Description of problem: VM doesn't start with the following error in vdsm.log: libvirtError: unsupported configuration: Disks 'hdc' and 'hdd' have identical serial How reproducible: Start a VM with enabled Initial Run. Cause: There are two cdrom devices with identical (empty) serials in domxml: <disk device="cdrom" snapshot="no" type="file"> <source file="/var/run/vdsm/payload/2eaf9c8e-2123-4b48-9b62-f96168ac7a36.41f22cb1676858ad4e22e8440519032d.img" startupPolicy="optional"/> <target bus="ide" dev="hdd"/> <readonly/> <serial/> </disk> <disk device="cdrom" snapshot="no" type="file"> <source file="" startupPolicy="optional"/> <target bus="ide" dev="hdc"/> <readonly/> <serial/> </disk> The bug is related to https://bugzilla.redhat.com/show_bug.cgi?id=1245013 The following before_vm_start hook resolves the issue: ---------- cut here ---------- #!/usr/bin/python import hooking import uuid domxml = hooking.read_domxml() for disk in domxml.getElementsByTagName('disk'): if disk.getAttribute('device') == 'cdrom': for source in disk.getElementsByTagName('source'): if source.getAttribute('file').find('/payload/') > 0: for serial in disk.getElementsByTagName('serial'): if not serial.hasChildNodes(): serial.appendChild(domxml.createTextNode(str(uuid.uuid4()))) hooking.write_domxml(domxml) ---------- cut here ----------
(In reply to Pavel Gashev from comment #0) > Description of problem: > VM doesn't start with the following error in vdsm.log: > libvirtError: unsupported configuration: Disks 'hdc' and 'hdd' have > identical serial > > How reproducible: > Start a VM with enabled Initial Run. > > Cause: > There are two cdrom devices with identical (empty) serials in domxml: > > <disk device="cdrom" snapshot="no" type="file"> > <source > file="/var/run/vdsm/payload/2eaf9c8e-2123-4b48-9b62-f96168ac7a36. > 41f22cb1676858ad4e22e8440519032d.img" startupPolicy="optional"/> > <target bus="ide" dev="hdd"/> > <readonly/> > <serial/> > </disk> > <disk device="cdrom" snapshot="no" type="file"> > <source file="" startupPolicy="optional"/> > <target bus="ide" dev="hdc"/> > <readonly/> > <serial/> > </disk> > > The bug is related to https://bugzilla.redhat.com/show_bug.cgi?id=1245013 Indeed we send duplicate *empty* serial for both cdroms. Peter, is this covered by rhbz#1245013 or is a different case? In general, what does libvirt >= 1.3.2 do in the scenario above?
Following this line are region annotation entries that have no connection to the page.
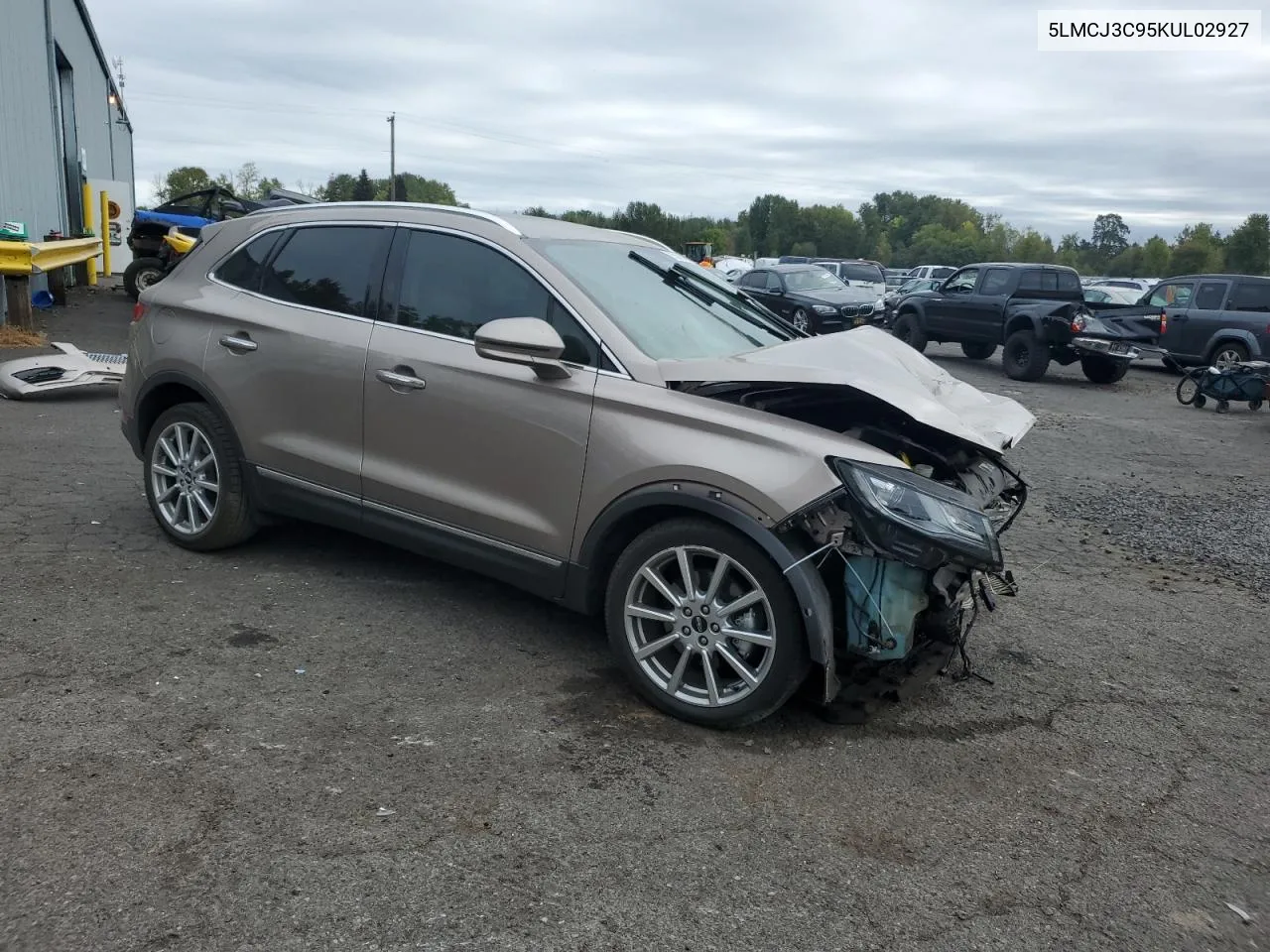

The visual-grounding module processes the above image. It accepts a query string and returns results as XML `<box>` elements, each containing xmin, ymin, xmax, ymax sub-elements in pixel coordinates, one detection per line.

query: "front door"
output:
<box><xmin>1147</xmin><ymin>281</ymin><xmax>1199</xmax><ymax>358</ymax></box>
<box><xmin>362</xmin><ymin>227</ymin><xmax>600</xmax><ymax>575</ymax></box>
<box><xmin>200</xmin><ymin>223</ymin><xmax>393</xmax><ymax>498</ymax></box>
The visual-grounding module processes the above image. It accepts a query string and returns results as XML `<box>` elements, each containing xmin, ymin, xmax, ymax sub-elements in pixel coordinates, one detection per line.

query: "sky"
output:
<box><xmin>87</xmin><ymin>0</ymin><xmax>1270</xmax><ymax>241</ymax></box>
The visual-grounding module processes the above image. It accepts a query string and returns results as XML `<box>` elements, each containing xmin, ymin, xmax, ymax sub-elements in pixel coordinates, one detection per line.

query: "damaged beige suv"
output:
<box><xmin>119</xmin><ymin>202</ymin><xmax>1033</xmax><ymax>727</ymax></box>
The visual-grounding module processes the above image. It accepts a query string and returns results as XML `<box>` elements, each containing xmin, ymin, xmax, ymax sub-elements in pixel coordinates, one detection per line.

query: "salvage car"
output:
<box><xmin>892</xmin><ymin>263</ymin><xmax>1161</xmax><ymax>384</ymax></box>
<box><xmin>736</xmin><ymin>264</ymin><xmax>884</xmax><ymax>334</ymax></box>
<box><xmin>119</xmin><ymin>203</ymin><xmax>1034</xmax><ymax>727</ymax></box>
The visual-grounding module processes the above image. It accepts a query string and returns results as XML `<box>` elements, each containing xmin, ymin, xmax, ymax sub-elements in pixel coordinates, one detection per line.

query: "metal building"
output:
<box><xmin>0</xmin><ymin>0</ymin><xmax>135</xmax><ymax>307</ymax></box>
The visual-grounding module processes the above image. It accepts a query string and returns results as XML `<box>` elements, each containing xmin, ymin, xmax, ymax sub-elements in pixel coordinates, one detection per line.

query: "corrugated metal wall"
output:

If this is oVirt's fault, could be fixed in few ways: - engine could just send fake imageId for the payload device, and everything should just work (tm) - Vdsm could inject a fake imageId, maybe just a new UUID each time. Payload devices are throwaway devices, so this should be OK.
I think the problem is in the approach libvirt uses to parse the <serial> element. If it's empty we apparently allocate an empty string rather than not storing it at all. Two disks with an empty string as serial are of course rejected for having the same serial rather than none. I'll look at the code whether we can reasonably fix the parser to avoid this weird semantics.
Okay, so while our code should not parse that as an empty string, using an empty <serial/> element does not conform to libvirt's XML schema as the serial is defined by the following regex "[A-Za-z0-9_\.\+\- ]+". I'm afraid that by enforcing that your existing configs would stop to work, so I suggest fixing that on oVirts side. I'll look into tweaking the code though.
(In reply to Peter Krempa from comment #4) > Okay, so while our code should not parse that as an empty string, using an > empty <serial/> element does not conform to libvirt's XML schema as the > serial is defined by the following regex "[A-Za-z0-9_\.\+\- ]+". > > I'm afraid that by enforcing that your existing configs would stop to work, > so I suggest fixing that on oVirts side. I'll look into tweaking the code > though. That (and Dan's remark) make me realize that we should handle also the migrations from 1.2.x to 1.3.x, fixing our XML in the process.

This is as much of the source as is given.